Beerud Sheth commenced the session discussion by saying, “Mobile is the medium that will drive social media and the challenge here is for this media to achieve all the objectives. Social media eventually is all about engagement.”

Leroy Alvares pointed out, “I don’t think, it is the media planners’ role alone. The key investment here is in the power to listen. The simple investment is to listen right before acting. In today’s time, you have to be original, impactful and relevant if you want a good ROI.”

“A conversation has to be a dialogue that is two ways. It needs to be a strategic business and on a long term basis. If you want to get into this media and reap its benefits, you must look at it as a strategic media not as a campaign, because then it will not work,” he advised.

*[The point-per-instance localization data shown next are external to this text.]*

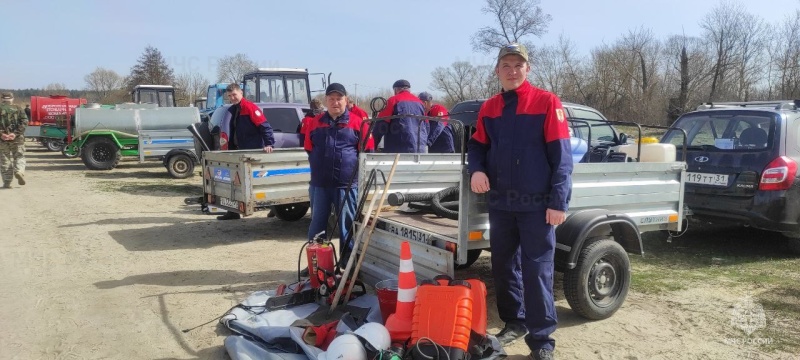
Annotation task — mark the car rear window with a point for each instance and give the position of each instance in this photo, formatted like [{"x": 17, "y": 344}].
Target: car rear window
[
  {"x": 725, "y": 131},
  {"x": 282, "y": 119}
]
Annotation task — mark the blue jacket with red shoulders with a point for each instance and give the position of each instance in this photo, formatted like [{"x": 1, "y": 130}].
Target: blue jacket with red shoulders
[
  {"x": 440, "y": 136},
  {"x": 248, "y": 127},
  {"x": 522, "y": 143},
  {"x": 402, "y": 135},
  {"x": 332, "y": 146}
]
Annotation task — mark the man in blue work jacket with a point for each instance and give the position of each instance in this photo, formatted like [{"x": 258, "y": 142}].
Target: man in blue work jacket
[
  {"x": 332, "y": 142},
  {"x": 405, "y": 134},
  {"x": 520, "y": 156},
  {"x": 243, "y": 127}
]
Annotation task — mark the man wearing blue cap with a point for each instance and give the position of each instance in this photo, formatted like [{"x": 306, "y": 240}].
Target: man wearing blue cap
[
  {"x": 333, "y": 140},
  {"x": 405, "y": 134},
  {"x": 440, "y": 136},
  {"x": 520, "y": 155}
]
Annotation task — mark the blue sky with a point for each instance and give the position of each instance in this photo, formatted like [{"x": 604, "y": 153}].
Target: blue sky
[{"x": 369, "y": 43}]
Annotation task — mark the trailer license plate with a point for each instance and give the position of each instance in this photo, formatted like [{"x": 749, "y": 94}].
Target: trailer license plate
[
  {"x": 228, "y": 202},
  {"x": 707, "y": 179},
  {"x": 410, "y": 234}
]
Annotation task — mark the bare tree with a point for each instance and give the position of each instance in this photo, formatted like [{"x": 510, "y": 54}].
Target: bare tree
[
  {"x": 151, "y": 69},
  {"x": 723, "y": 28},
  {"x": 785, "y": 58},
  {"x": 515, "y": 20},
  {"x": 462, "y": 81},
  {"x": 190, "y": 86},
  {"x": 232, "y": 68},
  {"x": 104, "y": 83}
]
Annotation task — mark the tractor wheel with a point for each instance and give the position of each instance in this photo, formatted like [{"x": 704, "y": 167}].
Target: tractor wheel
[
  {"x": 291, "y": 212},
  {"x": 598, "y": 286},
  {"x": 100, "y": 153},
  {"x": 472, "y": 257},
  {"x": 70, "y": 151},
  {"x": 180, "y": 166},
  {"x": 53, "y": 144}
]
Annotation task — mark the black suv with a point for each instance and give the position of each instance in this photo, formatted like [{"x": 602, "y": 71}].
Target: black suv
[
  {"x": 742, "y": 164},
  {"x": 581, "y": 118}
]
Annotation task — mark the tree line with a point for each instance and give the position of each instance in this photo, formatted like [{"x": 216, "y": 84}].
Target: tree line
[{"x": 738, "y": 56}]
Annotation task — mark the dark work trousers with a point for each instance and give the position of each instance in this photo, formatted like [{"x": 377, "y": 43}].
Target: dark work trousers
[{"x": 523, "y": 246}]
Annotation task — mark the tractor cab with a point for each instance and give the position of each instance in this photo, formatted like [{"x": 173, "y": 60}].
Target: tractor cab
[
  {"x": 281, "y": 85},
  {"x": 200, "y": 103},
  {"x": 162, "y": 95}
]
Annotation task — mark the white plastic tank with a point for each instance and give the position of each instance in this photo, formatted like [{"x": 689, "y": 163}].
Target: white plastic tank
[{"x": 652, "y": 151}]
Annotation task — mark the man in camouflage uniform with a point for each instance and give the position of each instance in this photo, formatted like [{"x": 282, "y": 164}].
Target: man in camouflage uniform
[{"x": 12, "y": 140}]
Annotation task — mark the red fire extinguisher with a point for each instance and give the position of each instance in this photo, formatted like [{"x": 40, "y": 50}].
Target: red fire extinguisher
[{"x": 320, "y": 256}]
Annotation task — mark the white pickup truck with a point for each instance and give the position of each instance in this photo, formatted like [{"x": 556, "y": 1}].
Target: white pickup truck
[{"x": 612, "y": 204}]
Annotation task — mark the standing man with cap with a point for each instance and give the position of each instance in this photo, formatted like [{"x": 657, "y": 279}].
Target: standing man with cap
[
  {"x": 333, "y": 141},
  {"x": 520, "y": 155},
  {"x": 243, "y": 127},
  {"x": 12, "y": 140},
  {"x": 440, "y": 136},
  {"x": 351, "y": 105},
  {"x": 405, "y": 134}
]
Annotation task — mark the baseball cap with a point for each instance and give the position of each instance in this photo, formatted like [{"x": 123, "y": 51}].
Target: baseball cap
[
  {"x": 513, "y": 49},
  {"x": 401, "y": 84},
  {"x": 335, "y": 87}
]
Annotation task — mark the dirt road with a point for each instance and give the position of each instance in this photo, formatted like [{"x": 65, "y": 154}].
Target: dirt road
[{"x": 113, "y": 265}]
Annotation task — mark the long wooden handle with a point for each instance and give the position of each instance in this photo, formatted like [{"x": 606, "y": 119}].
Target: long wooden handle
[
  {"x": 372, "y": 226},
  {"x": 351, "y": 260}
]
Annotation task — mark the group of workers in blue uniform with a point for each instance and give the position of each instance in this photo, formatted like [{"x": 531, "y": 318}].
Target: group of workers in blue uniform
[{"x": 520, "y": 156}]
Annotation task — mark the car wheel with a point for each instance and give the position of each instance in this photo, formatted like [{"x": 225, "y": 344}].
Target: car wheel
[
  {"x": 180, "y": 166},
  {"x": 598, "y": 285}
]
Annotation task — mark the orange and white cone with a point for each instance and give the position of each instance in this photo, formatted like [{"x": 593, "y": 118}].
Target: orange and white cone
[{"x": 399, "y": 323}]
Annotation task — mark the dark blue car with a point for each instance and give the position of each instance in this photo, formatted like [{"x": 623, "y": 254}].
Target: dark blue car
[{"x": 742, "y": 164}]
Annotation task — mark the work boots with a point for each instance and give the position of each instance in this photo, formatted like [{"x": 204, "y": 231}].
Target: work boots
[{"x": 511, "y": 333}]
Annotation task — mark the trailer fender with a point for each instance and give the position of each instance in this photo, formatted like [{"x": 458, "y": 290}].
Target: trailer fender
[
  {"x": 174, "y": 152},
  {"x": 594, "y": 223}
]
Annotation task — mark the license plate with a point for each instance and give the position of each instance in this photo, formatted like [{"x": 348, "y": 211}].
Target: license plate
[
  {"x": 228, "y": 202},
  {"x": 410, "y": 234},
  {"x": 707, "y": 179}
]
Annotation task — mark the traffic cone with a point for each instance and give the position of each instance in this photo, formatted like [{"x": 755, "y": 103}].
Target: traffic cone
[{"x": 399, "y": 323}]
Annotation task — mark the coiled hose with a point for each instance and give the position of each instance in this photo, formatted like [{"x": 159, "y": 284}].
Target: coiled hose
[{"x": 439, "y": 206}]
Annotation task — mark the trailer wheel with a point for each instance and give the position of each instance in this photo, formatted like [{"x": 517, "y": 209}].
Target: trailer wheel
[
  {"x": 100, "y": 153},
  {"x": 598, "y": 285},
  {"x": 180, "y": 166},
  {"x": 472, "y": 257},
  {"x": 70, "y": 151},
  {"x": 53, "y": 144},
  {"x": 291, "y": 212}
]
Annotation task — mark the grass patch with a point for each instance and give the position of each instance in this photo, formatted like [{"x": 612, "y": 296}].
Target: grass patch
[{"x": 747, "y": 260}]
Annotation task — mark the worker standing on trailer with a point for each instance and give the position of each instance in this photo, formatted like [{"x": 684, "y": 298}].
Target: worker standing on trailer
[
  {"x": 332, "y": 141},
  {"x": 520, "y": 156},
  {"x": 243, "y": 127},
  {"x": 12, "y": 145},
  {"x": 440, "y": 136},
  {"x": 405, "y": 134},
  {"x": 351, "y": 105}
]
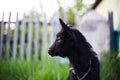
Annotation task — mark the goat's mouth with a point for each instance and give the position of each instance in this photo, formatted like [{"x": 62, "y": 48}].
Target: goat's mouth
[{"x": 52, "y": 52}]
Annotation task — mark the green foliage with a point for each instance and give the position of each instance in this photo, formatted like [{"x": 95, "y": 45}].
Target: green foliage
[
  {"x": 110, "y": 65},
  {"x": 70, "y": 16},
  {"x": 78, "y": 5},
  {"x": 32, "y": 70}
]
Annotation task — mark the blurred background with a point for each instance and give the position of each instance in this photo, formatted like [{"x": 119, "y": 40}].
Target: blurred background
[{"x": 29, "y": 27}]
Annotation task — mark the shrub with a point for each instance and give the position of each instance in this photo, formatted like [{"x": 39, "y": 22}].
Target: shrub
[{"x": 110, "y": 65}]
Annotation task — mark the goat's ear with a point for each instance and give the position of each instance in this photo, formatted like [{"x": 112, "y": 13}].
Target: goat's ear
[{"x": 64, "y": 26}]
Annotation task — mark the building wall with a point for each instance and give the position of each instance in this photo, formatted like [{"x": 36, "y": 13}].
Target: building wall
[{"x": 110, "y": 5}]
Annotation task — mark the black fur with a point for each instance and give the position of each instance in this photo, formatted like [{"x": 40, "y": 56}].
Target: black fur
[{"x": 72, "y": 44}]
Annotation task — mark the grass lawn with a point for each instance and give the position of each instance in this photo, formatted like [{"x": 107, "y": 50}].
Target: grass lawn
[{"x": 32, "y": 70}]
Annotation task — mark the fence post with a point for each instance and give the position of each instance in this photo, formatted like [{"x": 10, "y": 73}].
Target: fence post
[
  {"x": 8, "y": 37},
  {"x": 29, "y": 37},
  {"x": 44, "y": 38},
  {"x": 1, "y": 34},
  {"x": 36, "y": 41},
  {"x": 15, "y": 38},
  {"x": 22, "y": 40},
  {"x": 112, "y": 46}
]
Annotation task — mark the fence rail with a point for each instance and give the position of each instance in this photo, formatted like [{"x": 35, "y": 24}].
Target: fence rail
[{"x": 27, "y": 39}]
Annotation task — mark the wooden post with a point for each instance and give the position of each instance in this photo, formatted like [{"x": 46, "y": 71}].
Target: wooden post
[
  {"x": 22, "y": 40},
  {"x": 15, "y": 38},
  {"x": 1, "y": 34}
]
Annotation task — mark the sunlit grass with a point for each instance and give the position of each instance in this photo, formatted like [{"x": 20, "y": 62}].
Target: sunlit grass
[{"x": 49, "y": 69}]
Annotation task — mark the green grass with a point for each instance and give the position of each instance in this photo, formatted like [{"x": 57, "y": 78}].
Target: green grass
[
  {"x": 110, "y": 66},
  {"x": 32, "y": 70}
]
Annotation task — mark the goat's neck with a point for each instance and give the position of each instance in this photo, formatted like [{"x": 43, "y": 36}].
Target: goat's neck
[{"x": 80, "y": 63}]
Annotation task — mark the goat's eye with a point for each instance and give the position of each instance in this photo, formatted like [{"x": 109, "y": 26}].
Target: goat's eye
[{"x": 59, "y": 39}]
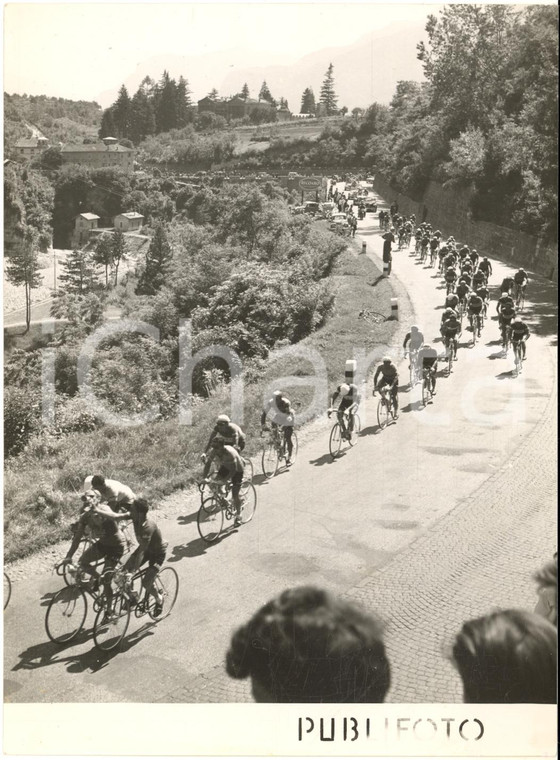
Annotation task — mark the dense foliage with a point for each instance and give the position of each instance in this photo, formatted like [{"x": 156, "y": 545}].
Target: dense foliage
[{"x": 60, "y": 120}]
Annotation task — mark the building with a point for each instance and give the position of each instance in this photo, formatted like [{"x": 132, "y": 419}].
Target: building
[
  {"x": 31, "y": 147},
  {"x": 129, "y": 221},
  {"x": 99, "y": 155},
  {"x": 83, "y": 225},
  {"x": 236, "y": 107}
]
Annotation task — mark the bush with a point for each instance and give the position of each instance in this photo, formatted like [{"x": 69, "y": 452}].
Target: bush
[{"x": 21, "y": 419}]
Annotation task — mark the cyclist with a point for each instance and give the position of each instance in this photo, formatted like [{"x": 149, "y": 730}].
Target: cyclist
[
  {"x": 463, "y": 291},
  {"x": 281, "y": 414},
  {"x": 414, "y": 340},
  {"x": 230, "y": 470},
  {"x": 451, "y": 330},
  {"x": 115, "y": 494},
  {"x": 151, "y": 548},
  {"x": 473, "y": 256},
  {"x": 504, "y": 300},
  {"x": 485, "y": 266},
  {"x": 521, "y": 280},
  {"x": 389, "y": 376},
  {"x": 519, "y": 333},
  {"x": 349, "y": 401},
  {"x": 427, "y": 361},
  {"x": 103, "y": 524},
  {"x": 506, "y": 316},
  {"x": 479, "y": 279},
  {"x": 475, "y": 305},
  {"x": 450, "y": 279},
  {"x": 229, "y": 432},
  {"x": 507, "y": 285},
  {"x": 484, "y": 293}
]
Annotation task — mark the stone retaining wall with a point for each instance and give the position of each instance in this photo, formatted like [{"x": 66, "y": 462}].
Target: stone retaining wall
[{"x": 448, "y": 209}]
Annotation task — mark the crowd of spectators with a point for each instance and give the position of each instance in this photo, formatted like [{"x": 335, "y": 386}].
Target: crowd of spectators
[{"x": 306, "y": 645}]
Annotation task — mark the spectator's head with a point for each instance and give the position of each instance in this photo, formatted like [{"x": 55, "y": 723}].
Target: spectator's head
[
  {"x": 308, "y": 646},
  {"x": 98, "y": 482},
  {"x": 139, "y": 509},
  {"x": 507, "y": 657},
  {"x": 547, "y": 589}
]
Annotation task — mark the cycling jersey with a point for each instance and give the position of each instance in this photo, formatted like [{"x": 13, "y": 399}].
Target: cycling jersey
[
  {"x": 415, "y": 339},
  {"x": 451, "y": 327},
  {"x": 427, "y": 357},
  {"x": 519, "y": 330},
  {"x": 475, "y": 304}
]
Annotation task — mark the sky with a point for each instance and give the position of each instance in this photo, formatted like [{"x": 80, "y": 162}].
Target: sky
[{"x": 82, "y": 50}]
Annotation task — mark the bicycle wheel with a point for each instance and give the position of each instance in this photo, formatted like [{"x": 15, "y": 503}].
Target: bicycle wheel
[
  {"x": 294, "y": 447},
  {"x": 383, "y": 413},
  {"x": 270, "y": 460},
  {"x": 210, "y": 519},
  {"x": 167, "y": 584},
  {"x": 70, "y": 577},
  {"x": 355, "y": 431},
  {"x": 7, "y": 589},
  {"x": 335, "y": 440},
  {"x": 249, "y": 504},
  {"x": 110, "y": 627},
  {"x": 66, "y": 614}
]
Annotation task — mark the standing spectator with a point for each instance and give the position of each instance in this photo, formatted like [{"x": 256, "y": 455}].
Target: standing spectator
[
  {"x": 308, "y": 646},
  {"x": 388, "y": 240},
  {"x": 547, "y": 589},
  {"x": 507, "y": 657}
]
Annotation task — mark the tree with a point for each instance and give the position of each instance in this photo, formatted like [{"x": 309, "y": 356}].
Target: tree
[
  {"x": 78, "y": 272},
  {"x": 120, "y": 250},
  {"x": 328, "y": 96},
  {"x": 158, "y": 260},
  {"x": 122, "y": 113},
  {"x": 23, "y": 268},
  {"x": 308, "y": 101},
  {"x": 103, "y": 255},
  {"x": 266, "y": 95}
]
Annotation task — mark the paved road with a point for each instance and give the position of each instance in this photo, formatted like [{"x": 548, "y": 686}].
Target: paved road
[{"x": 442, "y": 516}]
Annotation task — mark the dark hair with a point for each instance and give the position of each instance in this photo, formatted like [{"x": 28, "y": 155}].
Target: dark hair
[
  {"x": 308, "y": 646},
  {"x": 98, "y": 481},
  {"x": 507, "y": 657},
  {"x": 141, "y": 505}
]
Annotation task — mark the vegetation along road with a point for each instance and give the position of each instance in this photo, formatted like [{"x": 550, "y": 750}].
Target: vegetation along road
[{"x": 452, "y": 486}]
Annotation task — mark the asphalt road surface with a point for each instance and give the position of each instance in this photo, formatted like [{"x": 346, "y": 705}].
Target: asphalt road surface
[{"x": 439, "y": 517}]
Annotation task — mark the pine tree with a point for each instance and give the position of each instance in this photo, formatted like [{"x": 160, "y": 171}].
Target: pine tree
[
  {"x": 119, "y": 249},
  {"x": 122, "y": 112},
  {"x": 142, "y": 121},
  {"x": 328, "y": 96},
  {"x": 184, "y": 103},
  {"x": 22, "y": 268},
  {"x": 103, "y": 255},
  {"x": 158, "y": 259},
  {"x": 166, "y": 111},
  {"x": 78, "y": 272},
  {"x": 265, "y": 94},
  {"x": 308, "y": 101}
]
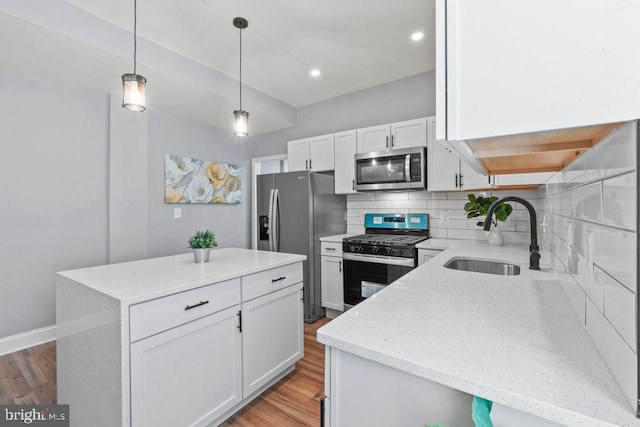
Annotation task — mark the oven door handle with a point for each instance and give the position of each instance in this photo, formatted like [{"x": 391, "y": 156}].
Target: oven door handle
[{"x": 405, "y": 262}]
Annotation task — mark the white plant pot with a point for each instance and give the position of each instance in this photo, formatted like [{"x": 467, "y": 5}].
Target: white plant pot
[
  {"x": 201, "y": 255},
  {"x": 495, "y": 238}
]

Sandip Tarkas observed, “We use mobile actively as that is one way we can get our consumers back and get our traction. The ad spend on social media is still less, however, the efforts that a planner has to put in are much higher. Earlier, ad agencies used to be the aggregators, but today, it is the clients who are the aggregators.”

Dare magazine’s Krishna Kumar concluded the discussion saying that social media in India was still evolving and that there was a lot more in store for everyone.

The valedictory session was addressed by Ashwani Singla, CEO, Genesis Burson-Marsteller, who noted, “The paradigms are radically different today. Research shows that people are looking for information from a convenience standpoint and participation in that conversation is adding value to that conversation. We have to also understand that the medium is not at all meant to be intrusive, instead it must be participative, therefore, there is a need to form conversations.”

He added, “Transparency and credibility is what creates trust, and this medium is not about reach or frequency, but it is all about trust. It allows to you have an open and engaging conversation. The biggest opportunity about Web 2.0 is about your ability to earn trust.”